# Different cable types



## LoVolt134 (Dec 14, 2012)

Hope this helps. I have this article printed out for when customers ask me about this.

Cat5 vs Cat5e vs Cat6 - Which Should You Use?

This article discusses primary differences between the various types of computer and telephone (CAT) cabling available, specifically the difference between CAT5, CATe and CAT6. In a nutshell, the primary differences boil down to differences in the way each conveyance media handles network support, crosstalk, and bandwidth. 


Cat5 vs Cat5e
Network support - CAT 5 cable will support 10BASE-T and 100BASE-T network standards, that is it supports networks running at 10 Mbps or 100 Mbps.* CAT 5e is an enhanced version of Cat5 that adds specifications for crosstalk (see below). Cat5e cable is completely backwards compatible with Cat5, and can be used in any application in which you would normally use Cat5 cable. However, the added specifications of Cat5e enable it to support Gigabit Ethernet (1000BASE-T), or networks running at 1000 Mbps.
Crosstalk - Crosstalk is the "bleeding" of signals between one cable into another, due to a process called induction. This effect can result in slow network transfer speeds, and can even completely block the transfer of signals over the cable. Cat5e cable has been improved over Cat5 cable in this respect, and crosstalk has been greatly reduced.
Bandwidth - The bandwidth of a given conveyance media is essentially it's information carrying capacity. The greater the bandwidth of a system, the faster it is able to push data across a network. Cat5 is rated at 100Mhz while Cat5e is rated at 350Mhz. This coupled with other more stringent specifications makes Cat5e ideally suited for networks which plan to operate at Gigabit Ethernet speeds.
Bottom Line: If you plan on to implement Gigabit Ethernet, go with Cat5e. Also, the small increase in price of Cat5e over Cat5 is more than made up for by "future proofing" your network's cabling infrastructure.

Cat5e vs Cat6
There is a great deal of debate among people about whether new cabling installations should use Cat5e or Cat6. Many people incorrectly assume that by running Cat6 they will then have a Gigabit Ethernet. However, in order to achieve true Gigabit Ethernet speeds, every single component on a network must be gigabit rated, such as the switches, hubs and network interface cards. This isn't to say that there aren't differences between Cat5e and Cat6, however. The general difference between category 5e and category 6 is in the transmission performance. While Cat5e can support gigabit speeds, Cat6 is certified to handle gigabit Ethernet. Additionally, the Cat6 specification is better suited toward environments that are generally unfriendly to twisted pair cabling. This includes areas that have lots of interference from things like power lines, lights, and manufacturing equipment. Still, for most applications, Cat5e is perfectly suitable and preferable to Cat6: it is more economical and performs almost as well. However, if you can be certain that all the components on your network are gigabit rated, and the volume of the data being transmitted calls for certified gigabit performance, then Cat6 is the way to go.


----------



## rexowner (Apr 12, 2008)

LoVolt134 said:


> ...While Cat5e can support gigabit speeds, Cat6 is certified to handle gigabit Ethernet...

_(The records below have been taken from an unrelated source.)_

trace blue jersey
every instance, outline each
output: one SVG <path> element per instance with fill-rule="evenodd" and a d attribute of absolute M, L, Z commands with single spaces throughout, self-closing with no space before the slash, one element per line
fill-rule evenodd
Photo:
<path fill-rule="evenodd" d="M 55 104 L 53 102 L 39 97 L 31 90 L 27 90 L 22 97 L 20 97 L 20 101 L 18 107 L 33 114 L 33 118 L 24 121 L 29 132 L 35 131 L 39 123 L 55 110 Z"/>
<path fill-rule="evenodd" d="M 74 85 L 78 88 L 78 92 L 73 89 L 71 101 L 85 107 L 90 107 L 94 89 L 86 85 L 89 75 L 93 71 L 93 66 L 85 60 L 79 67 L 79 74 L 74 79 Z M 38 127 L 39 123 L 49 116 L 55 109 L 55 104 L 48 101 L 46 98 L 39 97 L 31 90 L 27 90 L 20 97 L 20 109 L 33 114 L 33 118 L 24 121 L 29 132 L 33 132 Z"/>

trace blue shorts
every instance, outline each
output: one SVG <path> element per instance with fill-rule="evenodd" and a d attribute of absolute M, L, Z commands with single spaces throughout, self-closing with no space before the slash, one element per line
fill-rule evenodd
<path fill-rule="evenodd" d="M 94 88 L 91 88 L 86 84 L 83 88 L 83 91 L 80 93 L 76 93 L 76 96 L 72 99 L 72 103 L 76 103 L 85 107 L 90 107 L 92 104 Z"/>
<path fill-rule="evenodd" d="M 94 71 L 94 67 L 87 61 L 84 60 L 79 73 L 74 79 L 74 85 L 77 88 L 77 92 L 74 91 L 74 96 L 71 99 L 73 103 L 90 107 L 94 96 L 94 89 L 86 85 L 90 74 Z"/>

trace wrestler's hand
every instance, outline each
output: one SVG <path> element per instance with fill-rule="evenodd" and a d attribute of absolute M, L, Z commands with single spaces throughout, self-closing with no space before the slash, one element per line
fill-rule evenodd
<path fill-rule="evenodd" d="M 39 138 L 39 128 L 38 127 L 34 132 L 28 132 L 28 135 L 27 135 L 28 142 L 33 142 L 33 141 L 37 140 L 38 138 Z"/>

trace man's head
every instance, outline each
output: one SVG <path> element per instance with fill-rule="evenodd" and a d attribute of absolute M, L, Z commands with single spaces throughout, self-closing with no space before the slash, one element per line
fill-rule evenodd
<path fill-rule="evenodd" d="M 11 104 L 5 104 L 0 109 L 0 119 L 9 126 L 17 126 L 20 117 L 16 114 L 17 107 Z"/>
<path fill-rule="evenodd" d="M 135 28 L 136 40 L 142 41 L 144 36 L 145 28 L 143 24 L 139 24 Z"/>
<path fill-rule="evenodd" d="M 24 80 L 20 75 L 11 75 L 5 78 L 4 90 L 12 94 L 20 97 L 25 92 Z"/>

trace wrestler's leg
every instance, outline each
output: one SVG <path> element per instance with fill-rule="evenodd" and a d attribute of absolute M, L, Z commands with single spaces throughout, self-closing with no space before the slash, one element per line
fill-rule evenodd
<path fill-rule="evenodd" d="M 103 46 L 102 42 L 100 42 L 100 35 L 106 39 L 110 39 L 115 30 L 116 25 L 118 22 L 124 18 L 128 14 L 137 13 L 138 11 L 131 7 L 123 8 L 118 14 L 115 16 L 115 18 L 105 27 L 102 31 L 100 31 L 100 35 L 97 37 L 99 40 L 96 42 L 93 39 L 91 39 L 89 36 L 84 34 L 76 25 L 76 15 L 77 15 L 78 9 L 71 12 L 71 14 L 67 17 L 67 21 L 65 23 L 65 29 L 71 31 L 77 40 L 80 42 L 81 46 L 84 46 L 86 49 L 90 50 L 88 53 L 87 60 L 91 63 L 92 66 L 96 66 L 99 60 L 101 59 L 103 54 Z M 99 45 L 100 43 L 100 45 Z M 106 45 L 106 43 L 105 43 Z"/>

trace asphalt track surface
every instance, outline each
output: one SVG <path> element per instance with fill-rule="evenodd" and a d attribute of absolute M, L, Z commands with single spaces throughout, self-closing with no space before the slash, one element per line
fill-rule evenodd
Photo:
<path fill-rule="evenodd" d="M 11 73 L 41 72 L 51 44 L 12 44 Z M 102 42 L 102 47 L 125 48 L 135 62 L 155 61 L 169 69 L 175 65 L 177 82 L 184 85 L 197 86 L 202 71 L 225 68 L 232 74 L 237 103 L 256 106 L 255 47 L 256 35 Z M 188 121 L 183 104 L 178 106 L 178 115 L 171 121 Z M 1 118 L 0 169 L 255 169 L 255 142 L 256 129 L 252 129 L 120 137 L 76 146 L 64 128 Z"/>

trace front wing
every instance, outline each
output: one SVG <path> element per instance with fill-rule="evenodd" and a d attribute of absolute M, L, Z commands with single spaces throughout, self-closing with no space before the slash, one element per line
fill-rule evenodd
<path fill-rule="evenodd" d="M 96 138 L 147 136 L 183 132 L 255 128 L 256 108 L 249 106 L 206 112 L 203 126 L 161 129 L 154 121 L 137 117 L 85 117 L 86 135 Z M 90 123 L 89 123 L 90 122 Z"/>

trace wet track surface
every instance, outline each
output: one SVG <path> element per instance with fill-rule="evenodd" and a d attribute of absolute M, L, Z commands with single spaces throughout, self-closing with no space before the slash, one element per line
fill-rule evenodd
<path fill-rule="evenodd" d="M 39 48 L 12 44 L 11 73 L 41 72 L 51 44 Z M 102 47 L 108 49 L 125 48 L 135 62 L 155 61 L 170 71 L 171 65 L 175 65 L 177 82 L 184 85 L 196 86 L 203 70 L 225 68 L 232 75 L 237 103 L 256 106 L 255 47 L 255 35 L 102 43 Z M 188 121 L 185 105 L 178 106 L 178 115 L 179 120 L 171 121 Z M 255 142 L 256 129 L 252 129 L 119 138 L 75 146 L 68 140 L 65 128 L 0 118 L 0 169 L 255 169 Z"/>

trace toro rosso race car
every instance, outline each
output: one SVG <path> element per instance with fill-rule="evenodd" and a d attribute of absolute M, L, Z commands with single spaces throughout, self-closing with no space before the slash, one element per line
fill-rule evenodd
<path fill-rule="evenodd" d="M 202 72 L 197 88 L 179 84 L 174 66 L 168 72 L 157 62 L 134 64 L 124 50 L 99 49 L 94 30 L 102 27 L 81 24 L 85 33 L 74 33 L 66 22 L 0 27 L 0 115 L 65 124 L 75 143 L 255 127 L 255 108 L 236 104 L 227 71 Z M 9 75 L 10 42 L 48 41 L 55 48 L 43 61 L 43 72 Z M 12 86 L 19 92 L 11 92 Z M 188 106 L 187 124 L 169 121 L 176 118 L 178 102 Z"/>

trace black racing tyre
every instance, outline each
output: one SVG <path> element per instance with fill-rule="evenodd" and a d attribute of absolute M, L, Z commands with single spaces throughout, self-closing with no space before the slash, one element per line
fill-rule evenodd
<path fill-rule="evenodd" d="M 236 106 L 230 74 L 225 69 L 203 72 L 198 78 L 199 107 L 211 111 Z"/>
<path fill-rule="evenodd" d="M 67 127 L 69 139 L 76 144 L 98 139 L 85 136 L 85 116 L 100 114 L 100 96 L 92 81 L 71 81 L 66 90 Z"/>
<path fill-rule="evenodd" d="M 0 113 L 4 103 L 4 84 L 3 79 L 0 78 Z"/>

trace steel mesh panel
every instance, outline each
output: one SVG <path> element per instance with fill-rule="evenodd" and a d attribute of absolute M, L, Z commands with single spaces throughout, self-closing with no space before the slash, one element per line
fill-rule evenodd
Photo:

This is not really accurate. Gigabit Ethernet works over Cat 5e because
it was designed to do so. Implying it will run "better" over Cat 6 is 
simply false. Cable manufacturers have been spouting this line since
1996, and they still have people confused, proving the power of FUD.

Cat 5e will be just fine for most purposes.

The *only* relevant protocols that are going to run at a speed
where the type of cabling chosen will be germane are:
(1) Gigabit Ethernet and (2) 10-Gigabit Ethernet.

The short version is that it only matters for 10 Gigabit, not currently
widely used, but maybe someday.

If you want to read something useful, read the relevant snippets at:
(1000BASE-T):
https://en.wikipedia.org/wiki/Gigabit_ethernet#1000BASE-EX
(10GBASE-T):

Gigabit Ethernet over twisted pair, aka 1000BASE-T, aka 802.3ab was
*designed* to work over Cat 5e up to 100 meters. It works.
"Cat 6 is designed to handle Gigabit Ethernet" is cable manufacturer
Bullsh*t designed to sell cables. I know this because I personally
worked on the Gigabit Ethernet standard, and the cable manufacturers
have been running around since the late 90's spouting this crap.
It will work no better over Cat 6.

10 Gigabit Ethernet is a slightly different story. 10 Gigabit over
twisted pair, aka 10GBASE-T, aka 802.3an was designed to
work at:
- 55 meters over Cat 6 -or- Cat 5e
- 100 meters over Cat 6a or Cat 7
Standard EIA/TIA "horizontal" wiring distances, i.e. outside the
data center are up to 100 meters, so the 55 meter distance was
basically a commercial flop outside the data center. Inside the
data center, still works over Cat 5e. If you want to install Cat 6a,
or Cat 7, then maybe someday you can run 10 Gigabit over
horizontal links. 

If you are going to buy "Cat 6", make sure it is "6a". I have been
out of data for a long time, but AFAIK, they both exist in the wild.
Cat 6 doesn't really buy you anything, but 6a might in the future
(unless you are running a big data center, but the OP was
asking about a doctors office -- in a doctor's office, Cat 5e 
should receive a clean bill of health.)


----------



## Jlarson (Jun 28, 2009)

In the grand scheme of things very few applications really need the full capabilities of the latest and greatest cabling. Lots of low volt guys and computer guys just get their rocks off talking about this standard and that one and how everything needs to have the fastest speed and how everything needs to be certified and blah and electricians shouldn't do data blah... :laughing:

I dread the CAT7 ****, that's gonna be a bigger bitch to terminate then CAT6


----------



## MHElectric (Oct 14, 2011)

Thanks for the heads up guys. Cat5e it is! Good to hear, my sh doesn't stock cat 6 anyways.


----------



## jeffmoss26 (Dec 8, 2011)

It all depends who you ask. I feel that Cat5e is more than adequate for 1 gig connections. I have hundreds of Cat5e drops here at work running gig all day.
Cat 5e or Cat 6 won't make a damn bit of difference on a POTS line.


----------



## sparky970 (Mar 19, 2008)

MHElectric said:


> Ive got a nursing home/doc office that ive pulled a bunch of phone lines in. I didn't notice it until we got back to the patch panel to punch everything down that all the existing phone/data lines were originally done in Cat 6. I pulled cat 5e for all my new lines, and this was after I tossed back and forth between using 5e and regular 5. Big price difference, but I figured 5e would work better in this office area. After spending some time on Google it seems cat 6 will run faster internet and phone connections, but i didn't see any other differences than that.
> 
> Somebody tell me- whats the difference between 5, 5e and 6.


What cable was in the specs?


----------



## MHElectric (Oct 14, 2011)

sparky970 said:


> What cable was in the specs?


No specs. Just a job.


----------